One of the biggest issues facing companies in London is poor internet connection, with both businesses and politicians calling for better connectivity for the business community; one MP suggested that it would be quicker to send a carrier pigeon than to email a large, high-quality file.
Contrary to popular belief, this problem is not unique to Tech City - internet speed and reliability are crucial for almost all modern-day businesses.
There are additional hurdles for businesses to overcome when it comes to technology, including lengthy installation delays, high fees or even months of costly hold-ups when moving to new offices, followed by waiting for a wayleave for the internet service provider (ISP) to install a fibre cable. It is often neither the fault of the landlord nor the ISP - many businesses are simply not aware of the significant costs and logistical challenges associated with installing broadband in a heavily built-up area.

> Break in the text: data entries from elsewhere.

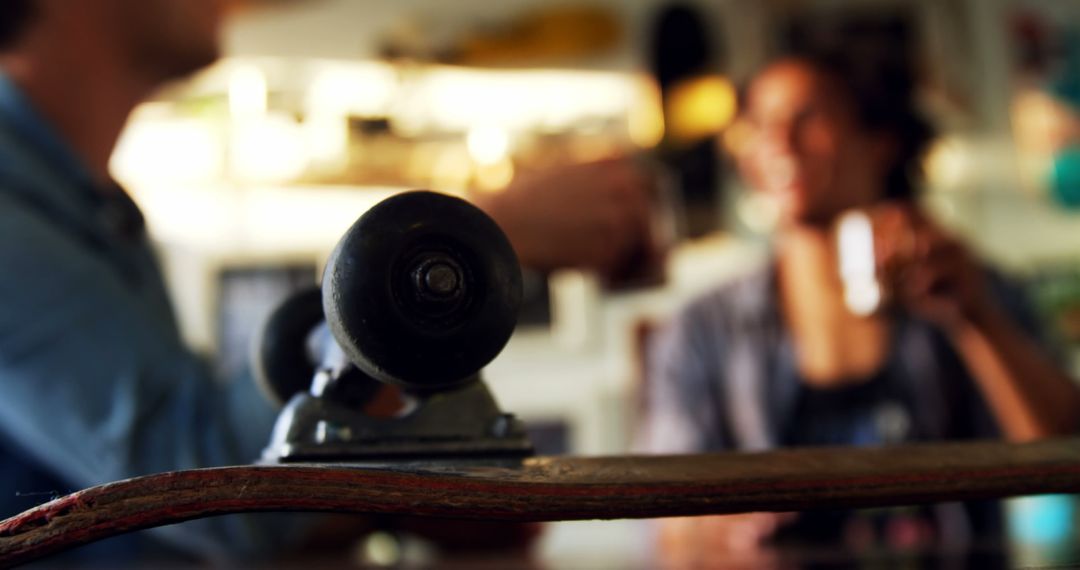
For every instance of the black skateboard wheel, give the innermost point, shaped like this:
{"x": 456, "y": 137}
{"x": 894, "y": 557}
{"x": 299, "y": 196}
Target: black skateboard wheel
{"x": 422, "y": 292}
{"x": 281, "y": 363}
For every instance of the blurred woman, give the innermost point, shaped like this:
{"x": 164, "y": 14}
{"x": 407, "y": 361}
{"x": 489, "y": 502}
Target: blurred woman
{"x": 778, "y": 358}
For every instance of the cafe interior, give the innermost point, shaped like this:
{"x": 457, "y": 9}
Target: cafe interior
{"x": 250, "y": 171}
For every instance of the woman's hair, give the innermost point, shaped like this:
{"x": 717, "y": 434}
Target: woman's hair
{"x": 14, "y": 15}
{"x": 883, "y": 98}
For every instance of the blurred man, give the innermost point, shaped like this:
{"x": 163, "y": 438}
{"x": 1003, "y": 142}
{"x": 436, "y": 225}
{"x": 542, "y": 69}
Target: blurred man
{"x": 95, "y": 381}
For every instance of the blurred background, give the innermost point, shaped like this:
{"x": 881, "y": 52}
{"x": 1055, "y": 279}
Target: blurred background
{"x": 250, "y": 172}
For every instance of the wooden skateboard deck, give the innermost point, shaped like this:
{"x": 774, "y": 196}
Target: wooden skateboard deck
{"x": 557, "y": 488}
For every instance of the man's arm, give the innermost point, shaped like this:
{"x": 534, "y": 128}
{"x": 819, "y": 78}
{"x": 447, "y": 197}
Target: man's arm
{"x": 96, "y": 390}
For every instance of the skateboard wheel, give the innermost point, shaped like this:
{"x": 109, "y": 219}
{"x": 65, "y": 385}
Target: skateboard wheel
{"x": 422, "y": 290}
{"x": 281, "y": 363}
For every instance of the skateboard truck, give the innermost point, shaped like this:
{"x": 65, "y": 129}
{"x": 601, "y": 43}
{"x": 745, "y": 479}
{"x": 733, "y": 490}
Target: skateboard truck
{"x": 419, "y": 295}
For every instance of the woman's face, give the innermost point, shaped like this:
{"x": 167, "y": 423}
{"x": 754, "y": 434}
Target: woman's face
{"x": 807, "y": 150}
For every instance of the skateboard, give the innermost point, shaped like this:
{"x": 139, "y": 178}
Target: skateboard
{"x": 557, "y": 488}
{"x": 422, "y": 308}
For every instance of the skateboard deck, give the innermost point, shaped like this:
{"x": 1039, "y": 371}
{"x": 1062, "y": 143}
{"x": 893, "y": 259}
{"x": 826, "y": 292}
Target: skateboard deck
{"x": 557, "y": 488}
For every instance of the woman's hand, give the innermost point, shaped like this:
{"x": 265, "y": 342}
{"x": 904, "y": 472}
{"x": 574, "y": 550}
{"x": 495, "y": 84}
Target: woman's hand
{"x": 728, "y": 540}
{"x": 928, "y": 271}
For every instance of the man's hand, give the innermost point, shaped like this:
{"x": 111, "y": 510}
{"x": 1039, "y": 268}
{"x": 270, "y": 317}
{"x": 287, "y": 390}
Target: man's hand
{"x": 591, "y": 216}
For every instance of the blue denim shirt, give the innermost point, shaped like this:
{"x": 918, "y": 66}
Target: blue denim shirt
{"x": 723, "y": 376}
{"x": 95, "y": 382}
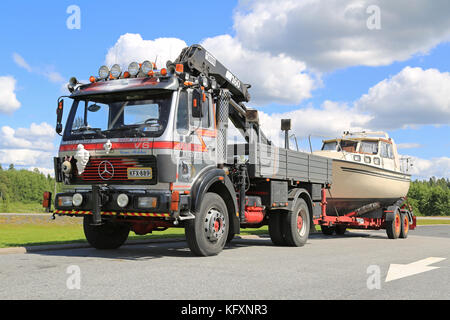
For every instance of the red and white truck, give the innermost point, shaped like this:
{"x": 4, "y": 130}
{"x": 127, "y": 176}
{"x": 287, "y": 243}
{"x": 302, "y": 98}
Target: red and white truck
{"x": 144, "y": 150}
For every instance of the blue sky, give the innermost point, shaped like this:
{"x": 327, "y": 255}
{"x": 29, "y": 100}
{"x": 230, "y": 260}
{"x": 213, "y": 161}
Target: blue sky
{"x": 51, "y": 53}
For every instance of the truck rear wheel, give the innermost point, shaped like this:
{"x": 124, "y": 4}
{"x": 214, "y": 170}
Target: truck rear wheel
{"x": 106, "y": 236}
{"x": 207, "y": 233}
{"x": 275, "y": 229}
{"x": 394, "y": 227}
{"x": 405, "y": 226}
{"x": 327, "y": 230}
{"x": 340, "y": 230}
{"x": 296, "y": 225}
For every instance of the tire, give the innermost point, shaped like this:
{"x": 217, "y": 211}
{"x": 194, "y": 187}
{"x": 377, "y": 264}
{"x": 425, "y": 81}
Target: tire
{"x": 207, "y": 234}
{"x": 230, "y": 237}
{"x": 393, "y": 228}
{"x": 106, "y": 236}
{"x": 405, "y": 226}
{"x": 326, "y": 230}
{"x": 296, "y": 225}
{"x": 340, "y": 230}
{"x": 275, "y": 229}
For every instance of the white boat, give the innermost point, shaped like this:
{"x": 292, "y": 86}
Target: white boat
{"x": 366, "y": 170}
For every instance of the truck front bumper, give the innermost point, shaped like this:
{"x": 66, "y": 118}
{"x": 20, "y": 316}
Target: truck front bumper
{"x": 108, "y": 201}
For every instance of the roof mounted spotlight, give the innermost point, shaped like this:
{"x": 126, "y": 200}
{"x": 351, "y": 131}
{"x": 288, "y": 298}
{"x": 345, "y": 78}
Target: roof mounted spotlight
{"x": 72, "y": 84}
{"x": 133, "y": 69}
{"x": 116, "y": 71}
{"x": 146, "y": 67}
{"x": 103, "y": 72}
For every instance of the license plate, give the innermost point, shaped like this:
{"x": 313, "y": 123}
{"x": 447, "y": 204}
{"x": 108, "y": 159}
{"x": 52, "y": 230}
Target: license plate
{"x": 139, "y": 173}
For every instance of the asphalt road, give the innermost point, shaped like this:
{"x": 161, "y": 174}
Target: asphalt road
{"x": 337, "y": 267}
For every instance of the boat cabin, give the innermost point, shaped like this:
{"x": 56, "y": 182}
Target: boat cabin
{"x": 363, "y": 147}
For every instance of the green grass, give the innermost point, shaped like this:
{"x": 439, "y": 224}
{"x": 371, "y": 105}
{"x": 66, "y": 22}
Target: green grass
{"x": 20, "y": 207}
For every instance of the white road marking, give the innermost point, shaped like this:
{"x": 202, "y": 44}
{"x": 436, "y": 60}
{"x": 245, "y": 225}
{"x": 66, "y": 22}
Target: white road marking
{"x": 398, "y": 271}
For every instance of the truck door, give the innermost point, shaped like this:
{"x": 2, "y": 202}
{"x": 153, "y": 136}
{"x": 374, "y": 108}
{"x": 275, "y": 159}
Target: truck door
{"x": 194, "y": 130}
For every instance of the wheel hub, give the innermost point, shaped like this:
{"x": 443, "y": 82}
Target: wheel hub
{"x": 214, "y": 225}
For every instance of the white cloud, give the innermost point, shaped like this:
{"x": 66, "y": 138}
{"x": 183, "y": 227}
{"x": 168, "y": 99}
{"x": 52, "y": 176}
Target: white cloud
{"x": 333, "y": 34}
{"x": 37, "y": 137}
{"x": 276, "y": 78}
{"x": 47, "y": 72}
{"x": 410, "y": 98}
{"x": 26, "y": 157}
{"x": 8, "y": 99}
{"x": 409, "y": 145}
{"x": 28, "y": 147}
{"x": 131, "y": 47}
{"x": 20, "y": 61}
{"x": 425, "y": 169}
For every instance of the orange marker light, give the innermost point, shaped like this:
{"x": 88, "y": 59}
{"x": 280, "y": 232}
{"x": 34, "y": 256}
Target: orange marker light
{"x": 179, "y": 68}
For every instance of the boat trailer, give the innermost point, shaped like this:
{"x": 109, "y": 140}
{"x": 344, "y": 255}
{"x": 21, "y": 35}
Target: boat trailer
{"x": 397, "y": 219}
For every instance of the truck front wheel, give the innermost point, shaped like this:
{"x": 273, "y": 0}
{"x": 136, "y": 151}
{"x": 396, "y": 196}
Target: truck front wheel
{"x": 207, "y": 233}
{"x": 297, "y": 224}
{"x": 106, "y": 236}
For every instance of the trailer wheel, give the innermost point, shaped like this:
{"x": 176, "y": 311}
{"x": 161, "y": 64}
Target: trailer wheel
{"x": 275, "y": 229}
{"x": 327, "y": 230}
{"x": 405, "y": 226}
{"x": 207, "y": 233}
{"x": 340, "y": 230}
{"x": 297, "y": 224}
{"x": 394, "y": 227}
{"x": 109, "y": 235}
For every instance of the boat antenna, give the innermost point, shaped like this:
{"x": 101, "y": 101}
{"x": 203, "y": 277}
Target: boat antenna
{"x": 310, "y": 146}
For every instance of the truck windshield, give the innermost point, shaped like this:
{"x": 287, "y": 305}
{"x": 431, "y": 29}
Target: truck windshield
{"x": 94, "y": 118}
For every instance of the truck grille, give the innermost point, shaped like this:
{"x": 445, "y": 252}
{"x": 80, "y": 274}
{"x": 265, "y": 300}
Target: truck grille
{"x": 114, "y": 169}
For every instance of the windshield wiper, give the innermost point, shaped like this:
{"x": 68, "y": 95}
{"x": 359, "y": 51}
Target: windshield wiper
{"x": 83, "y": 130}
{"x": 133, "y": 128}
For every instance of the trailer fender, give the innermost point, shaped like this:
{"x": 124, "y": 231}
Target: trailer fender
{"x": 294, "y": 195}
{"x": 390, "y": 213}
{"x": 215, "y": 180}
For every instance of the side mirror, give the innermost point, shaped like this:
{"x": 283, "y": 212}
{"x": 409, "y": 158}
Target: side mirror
{"x": 197, "y": 99}
{"x": 94, "y": 108}
{"x": 59, "y": 113}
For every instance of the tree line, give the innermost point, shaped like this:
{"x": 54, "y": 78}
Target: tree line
{"x": 24, "y": 186}
{"x": 428, "y": 197}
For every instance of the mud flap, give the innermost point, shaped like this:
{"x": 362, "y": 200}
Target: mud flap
{"x": 96, "y": 206}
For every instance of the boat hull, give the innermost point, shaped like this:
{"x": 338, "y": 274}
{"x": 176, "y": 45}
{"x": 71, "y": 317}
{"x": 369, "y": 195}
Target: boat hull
{"x": 355, "y": 185}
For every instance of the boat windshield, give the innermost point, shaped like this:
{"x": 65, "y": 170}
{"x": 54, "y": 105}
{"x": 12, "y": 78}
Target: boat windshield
{"x": 370, "y": 147}
{"x": 146, "y": 116}
{"x": 348, "y": 145}
{"x": 329, "y": 146}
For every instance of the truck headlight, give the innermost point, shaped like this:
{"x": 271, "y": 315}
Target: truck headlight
{"x": 103, "y": 72}
{"x": 65, "y": 201}
{"x": 147, "y": 202}
{"x": 77, "y": 199}
{"x": 122, "y": 200}
{"x": 116, "y": 71}
{"x": 133, "y": 69}
{"x": 146, "y": 67}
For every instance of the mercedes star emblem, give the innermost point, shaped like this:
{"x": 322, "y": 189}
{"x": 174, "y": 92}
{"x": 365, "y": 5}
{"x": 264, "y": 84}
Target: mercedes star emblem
{"x": 106, "y": 170}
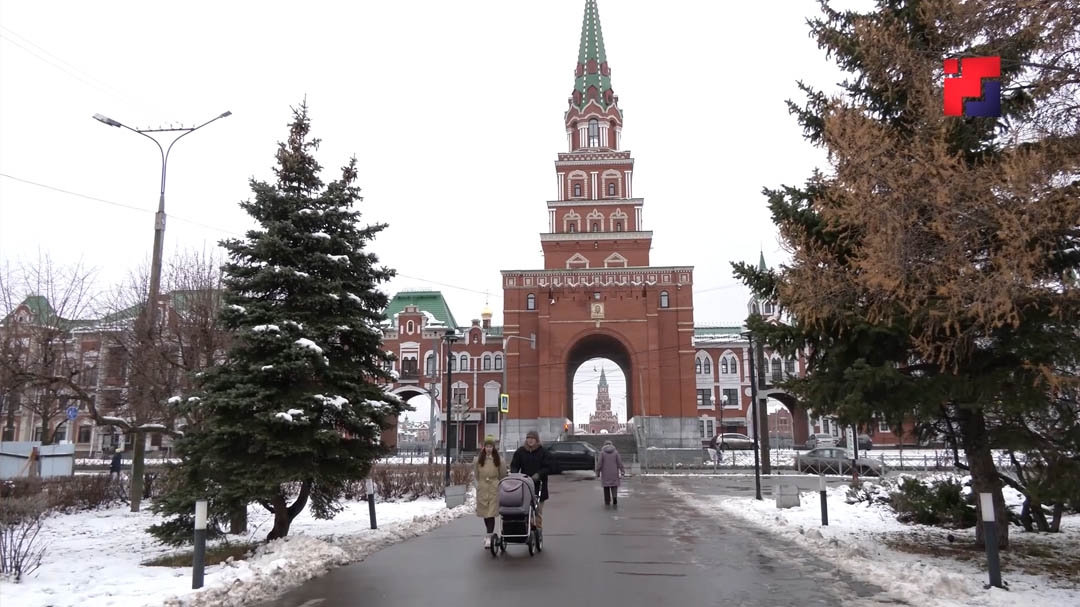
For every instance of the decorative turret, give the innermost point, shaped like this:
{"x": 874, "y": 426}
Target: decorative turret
{"x": 593, "y": 120}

There are multiple stages to the process, including on-site visits, planning permits, digging up roads and eventually the installation itself. The recent government initiative granting £3,000 for small businesses to cover the cost of installing broadband goes some way to reduce the associated fees, but in no way speeds things up.
The problems don’t stop when your broadband is installed; you then have to contend with the ongoing battle for wireless broadband taking place in London’s multi-let offices. With the majority of workers using a computer, as well as a smartphone and often a tablet, the number of devices and apps requiring wireless connectivity is increasing and the wireless broadband in many locations is unable to cope with the demand.
So what can landlords do?
Since 2011, we have seen a 50% year-on-year surge in demand for wireless broadband access, while the number of frequencies on which networks can transmit signals is actually limited to just three viable UK channels. So the first step has to be providing innovative wireless solutions. With the majority of companies relying on high-speed internet on a daily basis and small businesses adopting a more fleet-of-foot approach to office space, the digital infrastructure of a building should be the primary consideration when creating an attractive work space.
Access points need to be smarter and accommodate more traffic; they should collaborate to ensure companies do not compete for bandwidth within a building; and upload and download speeds should be kept at over 100mb.
Landlords must recognise the vital importance of high-quality technology to new and growing companies and, if required, consider entering into strategic partnerships, as Workspace has done with Excell Group, to ensure customers have access to high-speed, reliable and secure, business-grade digital services for the length of their lease.
As more landlords look to increase their competitive advantage by merging cutting-edge ICT technologies for voice, data and mobile into a unified, cost-effective business communications architecture with a scalable pricing model, we may find that companies start to look for ‘location, location, technology’.